To find the kth smallest element, we build up to the kth smallest element by looking for the smallest element and then the next smallest element and then the next smallest element after that and then keep on going until we've gone to the kth one.
We notice that this is somewhat similar to the procedure for selection sort. And with selection sort, we find the smallest element and we swap that to a first position of the array so that we can think about ignoring it afterwards or discarding it. And then we focus on the rest of the list and find the smallest element among those remaining elements, swap that to the beginning, and then just keep on focusing on the remaining elements. And this would give us an algorithm that's a variant of selection sort that we already know. We can use our previous knowledge to design algorithm for the given problem.
But before we code this solution, let's analyze it to see if it's worth coding. Because it was our first stab at how we might solve this problem. So it's good to stop and think to evaluate before we go further in this direction. If we evaluate the performance of this approach, what we're doing at each point is finding the minimum element of an array of numbers. If we wanted to find the minimum amongst an array of elements, we have to look at each one of those elements. That takes linear time.
And so even though the number of elements that we are considering each time decreases by one, we are still doing this k many times. And so, for really small k, if we just need to find the very smallest element or the second smallest element, in that situation, this would give a linear algorithm. But in the more general situation, where k maybe is n/ 2, and we're finding the element that is right in the middle, the median, then if we have to do this approach, say n/2 many times or any O(n)many times, then all of a sudden our algorithm becomes quadratic.
And that's a problem. Because quadratic algorithms are slow, especially if our problem has something to do with sorting. And so we've already seen how the algorithm that we are devising is related to sorting, how it's related to the selection sort algorithm. Maybe we can use that insight to come up with a better solution.
And so what if we sorted the array before doing anything in terms of finding the kth element? And as a preprocessing step, let's just apply our favorite sorting algorithm and organize all the elements from smallest to biggest. And the advantage of doing that is that, at this point, the element that we care about, the kth smallest element, is in position k in the array. And accessing an element in a particular position in the array is a constant time operation.

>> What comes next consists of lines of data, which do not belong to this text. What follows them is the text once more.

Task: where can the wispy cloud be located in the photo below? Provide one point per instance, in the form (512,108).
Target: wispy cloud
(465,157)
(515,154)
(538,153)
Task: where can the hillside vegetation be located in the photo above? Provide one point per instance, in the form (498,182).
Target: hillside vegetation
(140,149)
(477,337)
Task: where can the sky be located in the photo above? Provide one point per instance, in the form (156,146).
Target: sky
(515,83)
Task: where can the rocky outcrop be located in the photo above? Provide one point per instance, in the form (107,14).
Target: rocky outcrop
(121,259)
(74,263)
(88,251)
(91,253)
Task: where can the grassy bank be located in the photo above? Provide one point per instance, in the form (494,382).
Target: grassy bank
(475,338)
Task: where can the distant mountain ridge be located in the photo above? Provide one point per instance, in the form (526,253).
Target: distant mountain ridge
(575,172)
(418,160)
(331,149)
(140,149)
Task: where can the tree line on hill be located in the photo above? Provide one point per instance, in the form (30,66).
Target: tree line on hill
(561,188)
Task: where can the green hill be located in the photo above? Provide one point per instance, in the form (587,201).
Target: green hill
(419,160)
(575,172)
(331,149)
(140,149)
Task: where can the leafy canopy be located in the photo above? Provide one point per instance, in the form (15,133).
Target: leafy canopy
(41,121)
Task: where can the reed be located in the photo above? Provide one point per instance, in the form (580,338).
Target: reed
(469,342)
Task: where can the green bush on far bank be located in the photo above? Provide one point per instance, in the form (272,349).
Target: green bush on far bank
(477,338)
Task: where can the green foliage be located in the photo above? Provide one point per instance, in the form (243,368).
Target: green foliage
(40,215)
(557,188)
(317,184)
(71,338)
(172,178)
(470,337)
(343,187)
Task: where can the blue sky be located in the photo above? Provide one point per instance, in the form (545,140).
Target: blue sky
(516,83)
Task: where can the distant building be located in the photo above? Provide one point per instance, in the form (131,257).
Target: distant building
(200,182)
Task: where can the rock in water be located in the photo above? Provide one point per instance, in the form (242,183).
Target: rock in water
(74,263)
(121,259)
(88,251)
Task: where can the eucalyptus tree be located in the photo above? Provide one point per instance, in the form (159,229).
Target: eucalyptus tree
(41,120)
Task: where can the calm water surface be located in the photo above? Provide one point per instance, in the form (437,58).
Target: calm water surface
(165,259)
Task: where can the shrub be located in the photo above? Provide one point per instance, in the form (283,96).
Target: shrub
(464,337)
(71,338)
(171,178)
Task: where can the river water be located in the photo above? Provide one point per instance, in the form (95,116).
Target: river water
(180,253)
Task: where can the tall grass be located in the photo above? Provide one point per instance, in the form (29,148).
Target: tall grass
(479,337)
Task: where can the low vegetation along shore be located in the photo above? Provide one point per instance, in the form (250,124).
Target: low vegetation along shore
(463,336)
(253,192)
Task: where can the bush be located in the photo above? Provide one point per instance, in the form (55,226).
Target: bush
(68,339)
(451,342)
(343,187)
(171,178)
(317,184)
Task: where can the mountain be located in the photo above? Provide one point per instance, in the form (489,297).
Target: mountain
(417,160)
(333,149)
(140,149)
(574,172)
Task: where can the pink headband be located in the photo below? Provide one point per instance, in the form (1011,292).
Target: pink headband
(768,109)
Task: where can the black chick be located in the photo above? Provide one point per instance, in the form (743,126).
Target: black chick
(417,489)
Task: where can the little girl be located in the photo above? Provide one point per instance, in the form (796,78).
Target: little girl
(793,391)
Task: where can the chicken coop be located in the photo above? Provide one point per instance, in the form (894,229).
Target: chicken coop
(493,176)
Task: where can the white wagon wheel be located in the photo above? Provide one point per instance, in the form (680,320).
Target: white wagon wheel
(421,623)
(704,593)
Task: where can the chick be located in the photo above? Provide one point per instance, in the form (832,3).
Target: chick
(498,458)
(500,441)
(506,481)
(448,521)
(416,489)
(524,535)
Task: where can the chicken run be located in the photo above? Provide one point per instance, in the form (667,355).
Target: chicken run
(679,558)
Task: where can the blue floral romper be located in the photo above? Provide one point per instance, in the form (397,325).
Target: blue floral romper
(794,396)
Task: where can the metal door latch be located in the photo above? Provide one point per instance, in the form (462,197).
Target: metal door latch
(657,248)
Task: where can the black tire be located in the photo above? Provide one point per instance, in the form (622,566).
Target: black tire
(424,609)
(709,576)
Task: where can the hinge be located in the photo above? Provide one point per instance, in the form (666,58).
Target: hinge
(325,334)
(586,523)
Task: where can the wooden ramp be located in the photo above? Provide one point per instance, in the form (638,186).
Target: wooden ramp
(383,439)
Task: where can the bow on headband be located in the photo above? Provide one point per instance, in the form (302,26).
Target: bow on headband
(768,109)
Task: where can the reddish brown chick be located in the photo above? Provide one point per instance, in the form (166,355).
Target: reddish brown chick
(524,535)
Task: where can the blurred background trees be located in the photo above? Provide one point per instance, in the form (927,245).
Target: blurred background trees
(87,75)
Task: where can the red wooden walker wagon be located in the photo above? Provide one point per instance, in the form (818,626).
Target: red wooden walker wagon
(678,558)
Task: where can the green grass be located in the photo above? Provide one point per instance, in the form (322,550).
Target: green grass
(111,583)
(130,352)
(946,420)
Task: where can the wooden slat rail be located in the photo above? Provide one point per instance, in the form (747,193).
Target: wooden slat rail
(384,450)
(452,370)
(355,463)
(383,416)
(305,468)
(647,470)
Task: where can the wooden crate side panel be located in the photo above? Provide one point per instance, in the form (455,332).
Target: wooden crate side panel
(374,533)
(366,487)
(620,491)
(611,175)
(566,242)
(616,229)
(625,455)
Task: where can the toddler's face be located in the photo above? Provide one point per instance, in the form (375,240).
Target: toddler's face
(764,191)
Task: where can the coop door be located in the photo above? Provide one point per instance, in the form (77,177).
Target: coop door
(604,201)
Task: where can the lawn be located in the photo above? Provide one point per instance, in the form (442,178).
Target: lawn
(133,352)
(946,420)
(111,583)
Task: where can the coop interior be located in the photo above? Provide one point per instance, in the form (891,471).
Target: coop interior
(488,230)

So overall, we've now come up with an algorithm that takes however long a sorting takes for the preprocessing step. And then O(1) time for the second step which is retrieving the kth smallest element. The advantage of having these two separate steps is that sorting is a well studied problem and we know that in the worst case there are algorithms that solve sorting with nlog(n) time. That's a big improvement to quadratic time.
And so we're feeling pretty good that we've made a pretty dramatic improvement to our original naive approach to solving the problem, and now we have a slightly better approach. And at this point, we might be feeling comfortable enough with this approach to go and code it on the whiteboard.